Dans tout le pays, d’autres municipalités subissent des pressions pour cesser de nettoyer les campements de sans-abri. À Minneapolis, dans le Minnesota, des habitants et des militants se sont prononcés contre le projet de la ville de fermer un campement à l’extérieur d’un centre commercial dans le nord-est de Minneapolis.

La ville a donné aux 10 personnes un préavis d’une semaine pour quitter la propriété appartenant à la ville d’ici mercredi, car les refuges ont plus de lits disponibles, selon CBS Minnesota.

« La plupart d’entre nous ici ont en fait des plans pour partir d’ici, mais nous devons avoir le temps de finir de travailler sur ces plans. Nous renvoyer à rien va nous obliger à recommencer », a déclaré un résident du nom de Charles. sortie.

Dans la capitale nationale, les autorités locales et fédérales se sont engagées à éliminer les campements de sans-abri qui ont surgi dans toute la ville. Fox News rapporte que le National Park Service a nettoyé les campements de McPherson Square et de Scott Circle au cours du mois dernier.

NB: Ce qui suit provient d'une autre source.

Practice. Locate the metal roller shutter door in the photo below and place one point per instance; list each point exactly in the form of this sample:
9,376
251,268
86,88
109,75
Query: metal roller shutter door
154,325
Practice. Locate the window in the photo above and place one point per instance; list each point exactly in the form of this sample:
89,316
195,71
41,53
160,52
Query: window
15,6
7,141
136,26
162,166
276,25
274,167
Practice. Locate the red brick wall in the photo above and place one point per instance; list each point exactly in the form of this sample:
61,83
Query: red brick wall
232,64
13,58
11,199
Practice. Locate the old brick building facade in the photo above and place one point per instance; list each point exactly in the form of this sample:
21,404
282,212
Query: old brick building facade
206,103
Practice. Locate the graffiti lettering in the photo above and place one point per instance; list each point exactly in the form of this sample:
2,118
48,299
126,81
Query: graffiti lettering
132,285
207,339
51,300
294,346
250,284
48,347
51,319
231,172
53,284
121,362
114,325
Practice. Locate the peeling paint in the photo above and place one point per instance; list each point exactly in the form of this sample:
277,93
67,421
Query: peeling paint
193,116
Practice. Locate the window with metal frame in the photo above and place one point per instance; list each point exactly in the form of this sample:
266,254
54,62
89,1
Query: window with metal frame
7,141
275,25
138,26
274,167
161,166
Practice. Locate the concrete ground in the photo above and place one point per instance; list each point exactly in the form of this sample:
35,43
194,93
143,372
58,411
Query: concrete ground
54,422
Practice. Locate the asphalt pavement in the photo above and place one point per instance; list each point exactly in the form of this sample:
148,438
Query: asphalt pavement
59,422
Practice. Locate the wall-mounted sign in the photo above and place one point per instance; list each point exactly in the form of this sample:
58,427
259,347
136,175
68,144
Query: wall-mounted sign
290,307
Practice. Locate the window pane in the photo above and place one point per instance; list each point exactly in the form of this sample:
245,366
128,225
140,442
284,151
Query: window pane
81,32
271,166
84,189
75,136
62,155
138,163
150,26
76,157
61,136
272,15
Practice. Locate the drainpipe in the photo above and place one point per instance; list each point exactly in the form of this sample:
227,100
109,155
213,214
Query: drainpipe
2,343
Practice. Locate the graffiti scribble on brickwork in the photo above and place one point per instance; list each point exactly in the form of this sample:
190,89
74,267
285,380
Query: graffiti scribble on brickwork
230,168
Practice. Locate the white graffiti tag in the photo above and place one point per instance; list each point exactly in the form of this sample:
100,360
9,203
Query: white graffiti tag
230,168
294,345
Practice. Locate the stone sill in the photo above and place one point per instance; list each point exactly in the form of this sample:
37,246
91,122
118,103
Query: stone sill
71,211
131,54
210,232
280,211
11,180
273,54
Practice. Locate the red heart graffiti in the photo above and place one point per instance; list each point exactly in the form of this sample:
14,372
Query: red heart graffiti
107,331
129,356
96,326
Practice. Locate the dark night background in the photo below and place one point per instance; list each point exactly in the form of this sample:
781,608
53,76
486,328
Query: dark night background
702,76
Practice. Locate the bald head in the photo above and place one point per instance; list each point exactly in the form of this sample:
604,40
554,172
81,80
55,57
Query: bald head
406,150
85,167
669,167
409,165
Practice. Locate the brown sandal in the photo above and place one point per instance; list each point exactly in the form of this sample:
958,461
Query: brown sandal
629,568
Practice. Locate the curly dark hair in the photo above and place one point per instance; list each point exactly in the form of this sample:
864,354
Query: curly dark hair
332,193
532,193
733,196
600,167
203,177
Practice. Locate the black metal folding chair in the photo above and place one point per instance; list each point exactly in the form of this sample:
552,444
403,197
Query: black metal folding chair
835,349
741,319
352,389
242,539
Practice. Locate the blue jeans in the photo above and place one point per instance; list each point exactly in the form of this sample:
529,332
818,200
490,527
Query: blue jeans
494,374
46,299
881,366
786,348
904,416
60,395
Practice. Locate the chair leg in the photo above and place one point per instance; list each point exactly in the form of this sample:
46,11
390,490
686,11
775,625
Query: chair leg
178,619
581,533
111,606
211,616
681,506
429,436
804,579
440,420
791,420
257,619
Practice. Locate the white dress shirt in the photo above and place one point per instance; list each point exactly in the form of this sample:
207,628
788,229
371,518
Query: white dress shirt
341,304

Comme l’a rapporté The Christian Post, Rasmussen a publié les résultats d’une enquête nationale auprès de 1 000 adultes qui a révélé que 92 % des Américains pensent que le sans-abrisme est un problème grave dans le pays. Un autre 65% des participants ont déclaré que le problème était « très grave » et seulement 6% ont déclaré qu’il ne s’agissait pas d’un problème grave.

L’enquête a également noté que davantage d’Américains semblent conscients du problème depuis février 2021, lorsque 55% des personnes interrogées ont déclaré que le problème de l’itinérance était « très grave ». De plus, 68 % des Américains pensent que le problème s’est aggravé au cours des deux dernières années, et seulement 8 % disent qu’il s’est amélioré.

En ce qui concerne la manière de résoudre le problème de l’itinérance, 28 % des Américains pensent que c’est la responsabilité du gouvernement fédéral, tandis que 40 % pensent que c’est le devoir de l’État. Seize pour cent disent que c’est une responsabilité locale et 16 % ont dit qu’ils n’étaient pas certains.